Sinal dos tempos: lembra quando se falava de computador zumbi? Por meio de malwares, hackers tomavam o controle das máquinas das vítimas e podiam, por exemplo, disparar ataques de negação de serviço para derrubar servidores na internet. Pois bem: um dos maiores DDoS da história aconteceu este mês… com câmeras de segurança.

O KrebsOnSecurity, mesmo blog que teve acesso a documentos vazados do vDOS, serviço que cobrava para fazer ataques DDoS e teve seus donos presos em Israel, sofreu um ataque de 620 Gb/s no dia 20 de setembro. O pesquisador de segurança Brian Krebs encontrou indícios de que a botnet era formada por câmeras de segurança, roteadores e gravadores de vídeo (DVR) vulneráveis.

Como o blog de Krebs é protegido pela Akamai, a página não chegou a sair do ar, mas o tráfego de 620 Gb/s é absurdo mesmo para quem tem o costume de lidar com ataques de negação — até então, o maior DDoS que os engenheiros da Akamai tinham mitigado era de 363 Gb/s. Eu nem sei se minha operadora de banda larga tem essa velocidade disponível para todos os clientes somados, mas imagino que não.

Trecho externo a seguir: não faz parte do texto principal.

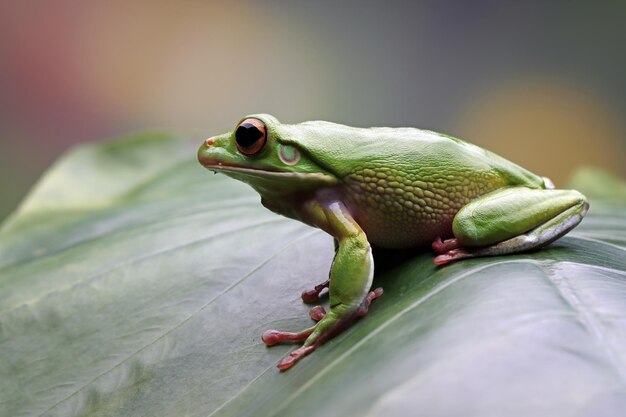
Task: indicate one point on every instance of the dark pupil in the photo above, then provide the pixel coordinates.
(247, 134)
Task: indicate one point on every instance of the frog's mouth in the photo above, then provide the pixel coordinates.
(255, 175)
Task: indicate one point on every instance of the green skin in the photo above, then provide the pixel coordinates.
(389, 188)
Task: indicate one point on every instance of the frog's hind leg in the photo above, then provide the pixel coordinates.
(511, 220)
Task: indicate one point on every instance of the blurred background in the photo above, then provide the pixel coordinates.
(541, 83)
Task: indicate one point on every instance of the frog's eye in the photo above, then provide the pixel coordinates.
(250, 136)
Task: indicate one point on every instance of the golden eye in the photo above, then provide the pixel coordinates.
(250, 136)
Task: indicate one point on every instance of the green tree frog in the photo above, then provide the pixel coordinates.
(388, 188)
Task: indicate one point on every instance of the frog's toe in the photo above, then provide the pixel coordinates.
(451, 256)
(365, 305)
(442, 247)
(291, 359)
(317, 313)
(273, 337)
(312, 295)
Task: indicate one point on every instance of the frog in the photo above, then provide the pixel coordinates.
(387, 188)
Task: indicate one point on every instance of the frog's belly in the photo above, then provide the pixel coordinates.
(411, 211)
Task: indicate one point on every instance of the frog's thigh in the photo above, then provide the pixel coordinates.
(518, 218)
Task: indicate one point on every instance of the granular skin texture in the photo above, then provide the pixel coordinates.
(398, 209)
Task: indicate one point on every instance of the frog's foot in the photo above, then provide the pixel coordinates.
(311, 296)
(452, 255)
(317, 313)
(273, 337)
(368, 300)
(443, 247)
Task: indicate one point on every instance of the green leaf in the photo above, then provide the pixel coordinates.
(135, 283)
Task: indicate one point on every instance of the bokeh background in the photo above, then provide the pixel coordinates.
(541, 83)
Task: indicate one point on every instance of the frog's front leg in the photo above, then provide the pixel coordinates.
(351, 277)
(511, 220)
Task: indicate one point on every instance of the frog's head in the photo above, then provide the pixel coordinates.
(265, 154)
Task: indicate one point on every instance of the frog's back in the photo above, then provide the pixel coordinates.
(404, 185)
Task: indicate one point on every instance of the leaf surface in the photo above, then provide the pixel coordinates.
(134, 283)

Mas se você acha que 620 Gb/s é muita coisa, o que dizer de um DDoS na casa dos terabits? Foi o que aconteceu com a OVH, empresa francesa de nuvem. O fundador Octave Klaba relatou que, no dia 19 de setembro, sofreu alguns ataques em sua rede; o maior deles atingiu 1,1 Tb/s (!) e houve outro em seguida, de 901 Gb/s. Ele explicou depois ao Ars Technica que o DDoS foi realizado por câmeras conectadas.

Segundo Klaba, a botnet que atacou a OVH é formada por mais de 145 mil câmeras e DVRs, cada uma capaz de gerar tráfego de 1 a 30 Mb/s. Em uma estimativa rápida, ele diz que essa botnet pode ter capacidade acima de 1,5 terabit por segundo — então é só questão de tempo até sabermos de outro ataque gigantesco por aí.

Números assustadores à parte, esses ataques DDoS deixam bem claro que a era da internet das coisas pode ser uma enorme dor de cabeça se as empresas não pensarem na segurança desses dispositivos, como já comentamos no Tecnocast 009. O pior é que não existe um jeito simples e fácil de descobrir se o seu roteador, câmera ou outra “coisa” conectada está rodando um software vulnerável ou fazendo parte de uma botnet.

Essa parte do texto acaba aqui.